8.7 KiB
Context Caching Guide
Complete guide to using context caching with Google Gemini API to reduce costs by up to 90%.
What is Context Caching?
Context caching allows you to cache frequently used content (system instructions, large documents, videos) and reuse it across multiple requests, significantly reducing token costs and improving latency.
How It Works
- Create a cache with your repeated content (documents, videos, system instructions)
- Set TTL (time-to-live) for cache expiration
- Reference the cache in subsequent API calls
- Pay less - cached tokens cost ~90% less than regular input tokens
Benefits
Cost Savings
- Cached input tokens: ~90% cheaper than regular tokens
- Output tokens: Same price (not cached)
- Example: 100K token document cached → ~10K token cost equivalent
Performance
- Reduced latency: Cached content is preprocessed
- Faster responses: No need to reprocess large context
- Consistent results: Same context every time
Use Cases
- Large documents analyzed repeatedly
- Long system instructions used across sessions
- Video/audio files queried multiple times
- Consistent conversation context
Cache Creation
Basic Cache (SDK)
import { GoogleGenAI } from '@google/genai';
const ai = new GoogleGenAI({ apiKey: process.env.GEMINI_API_KEY });
const cache = await ai.caches.create({
model: 'gemini-2.5-flash-001', // Must use explicit version!
config: {
displayName: 'my-cache',
systemInstruction: 'You are a helpful assistant.',
contents: 'Large document content here...',
ttl: '3600s', // 1 hour
}
});
Cache with Expiration Time
// Set specific expiration time (timezone-aware)

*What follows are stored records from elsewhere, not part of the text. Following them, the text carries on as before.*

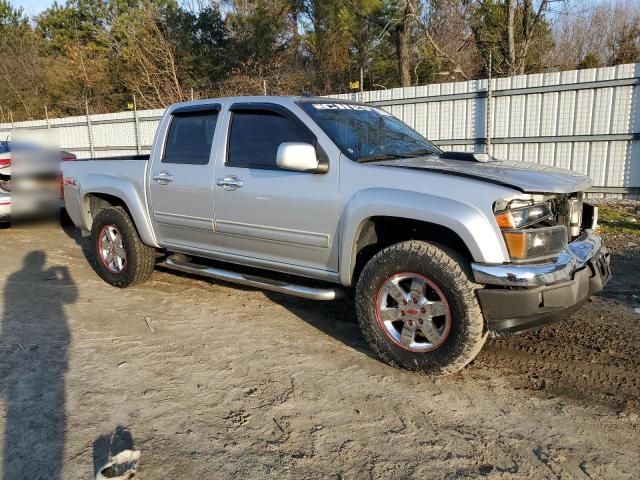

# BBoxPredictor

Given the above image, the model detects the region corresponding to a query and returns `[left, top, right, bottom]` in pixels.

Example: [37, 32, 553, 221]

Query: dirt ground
[0, 212, 640, 480]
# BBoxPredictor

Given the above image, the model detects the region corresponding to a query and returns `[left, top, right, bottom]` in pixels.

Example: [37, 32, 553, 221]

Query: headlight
[495, 203, 567, 261]
[502, 225, 567, 261]
[496, 203, 553, 228]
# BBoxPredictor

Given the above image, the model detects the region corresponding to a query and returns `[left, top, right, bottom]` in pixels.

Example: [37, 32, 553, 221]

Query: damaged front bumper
[471, 230, 611, 333]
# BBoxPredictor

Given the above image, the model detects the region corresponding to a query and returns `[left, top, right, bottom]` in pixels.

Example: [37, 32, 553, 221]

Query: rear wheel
[91, 207, 155, 288]
[356, 241, 487, 374]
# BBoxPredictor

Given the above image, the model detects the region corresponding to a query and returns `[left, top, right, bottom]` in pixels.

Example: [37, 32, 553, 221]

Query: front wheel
[356, 240, 487, 375]
[91, 207, 155, 288]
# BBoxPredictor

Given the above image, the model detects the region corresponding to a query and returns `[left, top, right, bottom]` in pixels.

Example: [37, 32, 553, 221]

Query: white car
[0, 190, 11, 224]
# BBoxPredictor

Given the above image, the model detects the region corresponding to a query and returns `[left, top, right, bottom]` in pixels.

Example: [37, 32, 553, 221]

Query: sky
[11, 0, 55, 17]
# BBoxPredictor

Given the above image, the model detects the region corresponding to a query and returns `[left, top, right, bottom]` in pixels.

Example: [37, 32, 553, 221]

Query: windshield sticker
[311, 103, 389, 115]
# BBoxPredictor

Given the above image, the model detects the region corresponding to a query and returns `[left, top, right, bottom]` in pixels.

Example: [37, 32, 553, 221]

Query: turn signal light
[502, 225, 567, 260]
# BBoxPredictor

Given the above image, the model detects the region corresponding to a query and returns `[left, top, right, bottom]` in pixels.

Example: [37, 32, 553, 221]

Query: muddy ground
[0, 211, 640, 480]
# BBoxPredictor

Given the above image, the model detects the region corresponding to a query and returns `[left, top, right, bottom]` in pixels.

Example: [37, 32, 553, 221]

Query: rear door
[214, 102, 339, 272]
[149, 104, 220, 248]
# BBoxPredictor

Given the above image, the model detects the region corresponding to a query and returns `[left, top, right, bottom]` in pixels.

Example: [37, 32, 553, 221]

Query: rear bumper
[477, 232, 611, 333]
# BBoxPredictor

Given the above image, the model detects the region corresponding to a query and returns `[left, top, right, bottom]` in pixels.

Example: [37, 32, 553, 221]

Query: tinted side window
[227, 110, 315, 168]
[162, 111, 218, 165]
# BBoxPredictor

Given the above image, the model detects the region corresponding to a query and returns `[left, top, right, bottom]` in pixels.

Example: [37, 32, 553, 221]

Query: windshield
[300, 102, 442, 162]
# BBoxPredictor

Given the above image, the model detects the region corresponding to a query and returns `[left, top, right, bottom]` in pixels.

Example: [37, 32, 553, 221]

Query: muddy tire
[91, 207, 155, 288]
[356, 240, 487, 375]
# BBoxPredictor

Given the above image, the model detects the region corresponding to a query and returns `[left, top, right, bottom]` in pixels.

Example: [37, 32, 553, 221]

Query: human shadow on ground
[0, 251, 78, 480]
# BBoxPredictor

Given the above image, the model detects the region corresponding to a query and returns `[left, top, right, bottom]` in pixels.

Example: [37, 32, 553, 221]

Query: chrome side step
[160, 257, 344, 300]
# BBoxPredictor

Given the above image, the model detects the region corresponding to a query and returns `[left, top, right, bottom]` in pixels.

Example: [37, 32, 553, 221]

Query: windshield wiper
[403, 148, 436, 157]
[358, 153, 404, 163]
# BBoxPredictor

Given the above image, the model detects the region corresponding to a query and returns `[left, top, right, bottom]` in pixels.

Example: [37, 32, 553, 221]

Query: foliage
[0, 0, 640, 122]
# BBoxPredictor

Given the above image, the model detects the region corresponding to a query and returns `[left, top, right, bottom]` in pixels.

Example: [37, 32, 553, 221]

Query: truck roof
[170, 95, 359, 109]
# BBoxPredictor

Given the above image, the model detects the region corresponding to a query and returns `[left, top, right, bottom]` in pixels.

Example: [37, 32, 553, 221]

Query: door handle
[216, 175, 244, 191]
[153, 172, 173, 185]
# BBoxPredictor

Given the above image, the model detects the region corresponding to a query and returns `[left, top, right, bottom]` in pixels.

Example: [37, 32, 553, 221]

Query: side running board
[160, 256, 344, 300]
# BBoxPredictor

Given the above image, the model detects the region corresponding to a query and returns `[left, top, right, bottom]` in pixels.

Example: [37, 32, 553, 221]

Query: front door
[149, 105, 220, 248]
[214, 103, 338, 272]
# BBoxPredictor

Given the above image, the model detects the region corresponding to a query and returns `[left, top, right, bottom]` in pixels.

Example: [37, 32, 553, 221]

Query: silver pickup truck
[62, 96, 610, 374]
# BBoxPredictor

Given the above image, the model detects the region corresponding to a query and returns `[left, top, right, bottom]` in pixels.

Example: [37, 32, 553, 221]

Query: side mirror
[276, 142, 320, 172]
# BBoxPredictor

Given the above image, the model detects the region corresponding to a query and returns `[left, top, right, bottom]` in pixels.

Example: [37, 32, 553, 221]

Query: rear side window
[227, 110, 315, 168]
[162, 111, 218, 165]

const expirationTime = new Date(Date.now() + 2 * 60 * 60 * 1000); // 2 hours from now
const cache = await ai.caches.create({
model: 'gemini-2.5-flash-001',
config: {
displayName: 'my-cache',
contents: documentText,
expireTime: expirationTime, // Use expireTime instead of ttl
}
});
TTL (Time-To-Live) Guidelines
Recommended TTL Values
| Use Case | TTL | Reason |
|---|---|---|
| Quick analysis session | 300s (5 min) | Short-lived tasks |
| Extended conversation | 3600s (1 hour) | Standard session length |
| Daily batch processing | 86400s (24 hours) | Reuse across day |
| Long-term analysis | 604800s (7 days) | Maximum allowed |
TTL vs Expiration Time
TTL (time-to-live):
- Relative duration from cache creation
- Format:
"3600s"(string with 's' suffix) - Easy for session-based caching
Expiration Time:
- Absolute timestamp
- Must be timezone-aware Date object
- Precise control over cache lifetime
Using a Cache
Generate Content with Cache (SDK)
// Use cache name as model parameter
const response = await ai.models.generateContent({
model: cache.name, // Use cache.name, not original model name
contents: 'Summarize the document'
});
console.log(response.text);
Multiple Queries with Same Cache
const queries = [
'What are the key points?',
'Who are the main characters?',
'What is the conclusion?'
];
for (const query of queries) {
const response = await ai.models.generateContent({
model: cache.name,
contents: query
});
console.log(`Q: ${query}`);
console.log(`A: ${response.text}\n`);
}
Cache Management
Update Cache TTL
// Extend cache lifetime before it expires
await ai.caches.update({
name: cache.name,
config: {
ttl: '7200s' // Extend to 2 hours
}
});
List All Caches
const caches = await ai.caches.list();
caches.forEach(cache => {
console.log(`${cache.displayName}: ${cache.name}`);
console.log(`Expires: ${cache.expireTime}`);
});
Delete Cache
// Delete when no longer needed
await ai.caches.delete({ name: cache.name });
Advanced Use Cases
Caching Video Files
import fs from 'fs';
// 1. Upload video
const videoFile = await ai.files.upload({
file: fs.createReadStream('./video.mp4')
});
// 2. Wait for processing
while (videoFile.state.name === 'PROCESSING') {
await new Promise(resolve => setTimeout(resolve, 2000));
videoFile = await ai.files.get({ name: videoFile.name });
}
// 3. Create cache with video
const cache = await ai.caches.create({
model: 'gemini-2.5-flash-001',
config: {
displayName: 'video-cache',
systemInstruction: 'Analyze this video.',
contents: [videoFile],
ttl: '600s'
}
});
// 4. Query video multiple times
const response1 = await ai.models.generateContent({
model: cache.name,
contents: 'What happens in the first minute?'
});
const response2 = await ai.models.generateContent({
model: cache.name,
contents: 'Who are the main people?'
});
Caching with System Instructions
const cache = await ai.caches.create({
model: 'gemini-2.5-flash-001',
config: {
displayName: 'legal-expert-cache',
systemInstruction: `
You are a legal expert specializing in contract law.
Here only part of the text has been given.